Within this context, I would like to draw attention to the phenomenon of so-called hyperconceptualism which attaches the image of the conceptual to academic-modernistic logic. By hyperconceptualism, I mean above all contemporary art that is very present in the West and where there are clear established rules which regulate contemporary art production (through words such as research and subject matter). As a result, the codification of art production is wholly formalised, position (or context) is replaced by attitude (or gesture), there are no signs at all of political engagement, while to the artist a social role (a lifestyle) is assigned, which he or she has to act out on the big artstage. The assigned role also encompasses a nomadic way of life (artists in residence, grants and the like), which in turn (even if it is important to some extent for the export of specific local practices) is meant above all to even up different practices to a comparable level; the individual production is (paradoxically – taking into account that it is all about cosmopolitan rhetoric) localised through personal trademark contents. Thus the life of an artist is subjected to control and management, making him/her into a robot learning from his/her own “mistakes”; if the artist is involved with “emancipatory and political” contents, he/she will be punished by cutting off the financial support and depriving him/her of visibility in the public and art world.
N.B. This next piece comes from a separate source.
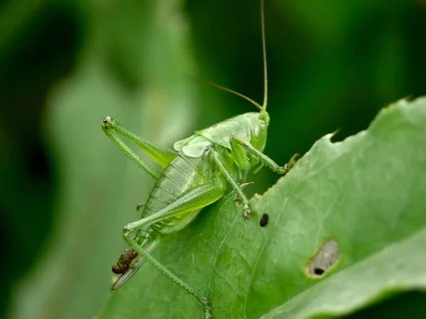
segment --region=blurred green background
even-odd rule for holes
[[[426,94],[425,1],[265,8],[266,153],[278,163]],[[255,111],[185,74],[261,102],[258,0],[0,3],[1,315],[89,318],[106,302],[121,227],[153,182],[104,136],[104,116],[171,146]],[[278,177],[253,178],[251,194]]]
It is therefore imposed onto practices with eventual emancipatory moment to transform already in their initial stage and to deliver products comparable to other accepted practices in order for them to become visible or financially supported at all.

Investments of corporations in contemporary art production should not be problematic, as young artists are thus offered a launching pad. The problem arises when there is more to these investments than just corporative bad consciousness as these corporations exploit society. Therefore they “return” or better regulate their tax policy with investing into society through art and culture; in most cases this leads to the already mentioned instrumentalisation of art production. Therefore, nowadays not only art production but also social responsibility has tuned into form, the empty rhetoric in which the exploitative nature of corporation is wrapped. This form necessitates the active participation of artists and art production that is suitable for trading. And if there is a small percentage of art production that aims to activate spaces in a political sense, for the majority of the production what really counts is what Marina Abramović already noticed in 1975, namely: “Art must be beautiful, the artist must be beautiful.”

 

1 Jacques Rancière, Hatred of Democracy, Verso 2006, p. 8.

2 Giorgio Agamben, Movement, http://www.chtodelat.org/index.php?option=com_docman&task=cat_view&gid=162&Itemid=152

3 See Subhabrata Bobby Banarejee, “Corporate Social Responsibility: The Good, the Bad and the Ugly“ in Critical Sociology, 34(1), pp. 51–79.

 

Staš Kleindienst is an artist and a theoretician, post-graduate student at the Academy of Fine Arts and Design, Ljubljana.

Translated from Slovenian by Tanja Passoni.